Waymo’s driverless taxis are facing another rules-of-the-road test with zero margin for error. According to Reuters, Alphabet is launching a voluntary software recall after its cars in Texas illegally drove past school buses displaying stop signals at least 19 times since the start of the academic year. In the United States, this is among the most tightly regulated road scenarios: a driver must stop and wait until children have crossed. For autonomous systems, rare but high-stakes moments like this are the real benchmark of maturity.

The NHTSA opened its review back in October and now has ordered Waymo to provide detailed responses about the Texas incidents by January 20. The company concedes that software may have been at fault: in some cases the vehicle slowed or came to a stop, then resumed moving while the bus was still stationary. Waymo says updates already rolled out have significantly improved behavior, and the recall will essentially push and lock the required software version across the fleet.

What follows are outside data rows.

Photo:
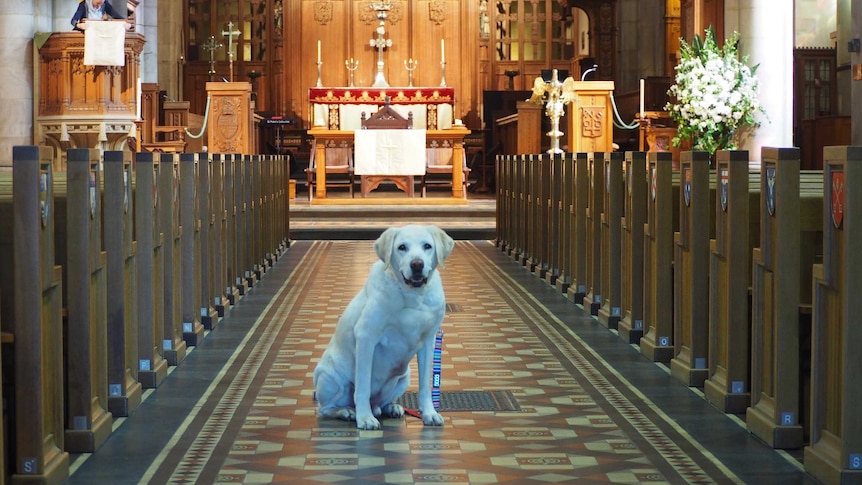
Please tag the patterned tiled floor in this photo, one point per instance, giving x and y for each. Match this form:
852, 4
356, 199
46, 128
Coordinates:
240, 409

The most unsettling piece comes from the Austin school district. In a letter published by NHTSA, Austin ISD said the violations continued even after the updates and asked Waymo to pause operations near schools during pickup and drop-off hours. The district also claimed there was an instance when a robotaxi passed a bus shortly after a child had crossed the street. Waymo, for its part, declined to suspend service and maintained that its system in that area already performs better than a human driver. Progress matters, but around school buses the standard is perfection—and that is where confidence is either earned or lost.